Honey may also be effective in the treatment of your ulcers.In Europe, honey has been used internally to help cure ulcers, particularly stomach ulcers. Burns, too, heal better with honey, studies show. The advantage of honey is that it not only prevents infections from occurring, it actually accelerates skin healing.. Since the sugar in honey absorbs water it helps to trap some of the moisture so that the bacteria and other microbes can’t grow as easily as in other food.

I am walking out to the kitchen, plopping a tablespoon into the honey, adding some Sumatra Cinnamon and pigging out. Who's with me!!!!?


  1. Great post; good information. As a sufferer of seasonal allergies I have heard the argument for tolerance-building via honey (especially after a cross-country move last year).

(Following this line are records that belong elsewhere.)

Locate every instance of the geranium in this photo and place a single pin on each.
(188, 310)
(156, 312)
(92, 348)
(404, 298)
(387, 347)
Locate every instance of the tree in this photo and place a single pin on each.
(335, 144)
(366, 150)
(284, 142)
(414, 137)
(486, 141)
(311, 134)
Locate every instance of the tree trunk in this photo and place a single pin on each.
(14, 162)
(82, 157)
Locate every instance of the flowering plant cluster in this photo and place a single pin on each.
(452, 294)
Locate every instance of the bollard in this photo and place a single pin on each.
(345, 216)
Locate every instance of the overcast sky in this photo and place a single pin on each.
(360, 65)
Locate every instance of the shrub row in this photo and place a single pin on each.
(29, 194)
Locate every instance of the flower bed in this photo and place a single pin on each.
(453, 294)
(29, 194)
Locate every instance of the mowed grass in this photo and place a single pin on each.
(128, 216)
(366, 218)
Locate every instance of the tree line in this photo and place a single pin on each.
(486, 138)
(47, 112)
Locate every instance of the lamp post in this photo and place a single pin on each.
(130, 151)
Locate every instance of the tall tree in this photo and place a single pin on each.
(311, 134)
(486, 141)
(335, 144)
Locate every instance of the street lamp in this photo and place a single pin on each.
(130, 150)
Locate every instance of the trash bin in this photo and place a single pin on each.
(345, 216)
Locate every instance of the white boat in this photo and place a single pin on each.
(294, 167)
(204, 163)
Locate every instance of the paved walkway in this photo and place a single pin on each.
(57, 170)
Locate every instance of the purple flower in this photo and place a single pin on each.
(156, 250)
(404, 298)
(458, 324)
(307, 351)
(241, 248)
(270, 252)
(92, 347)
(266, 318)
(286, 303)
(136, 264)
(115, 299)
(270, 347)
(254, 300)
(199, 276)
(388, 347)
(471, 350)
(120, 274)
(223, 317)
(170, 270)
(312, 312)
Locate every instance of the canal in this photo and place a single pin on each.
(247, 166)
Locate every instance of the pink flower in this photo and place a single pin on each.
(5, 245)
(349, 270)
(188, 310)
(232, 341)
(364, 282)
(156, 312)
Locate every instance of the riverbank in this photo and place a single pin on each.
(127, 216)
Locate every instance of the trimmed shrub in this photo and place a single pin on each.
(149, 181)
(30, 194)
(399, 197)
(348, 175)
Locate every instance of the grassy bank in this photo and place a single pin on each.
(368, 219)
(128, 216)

    I'm also allergic to bee stings and on occasion, had small reactions to honey (hives/minor swelling) which always led me to ask - am I having a reaction because of the bees or the plants that were used to make the honey.

    However, honey is delicious and now that I have a beekeeper for a neighbor, I've been trying to slip some fresh honey into my diet.

  2. I completely agree and believe the theory, as it has yet to be dismissed. It simply makes sense. I think there is a dearth of information and science on this since it is not a government funded project. Maybe a university will do something on this and prove it out.

    Honey is good, local produce is fresher, eggs produced in a backyard are better nutritionally for you.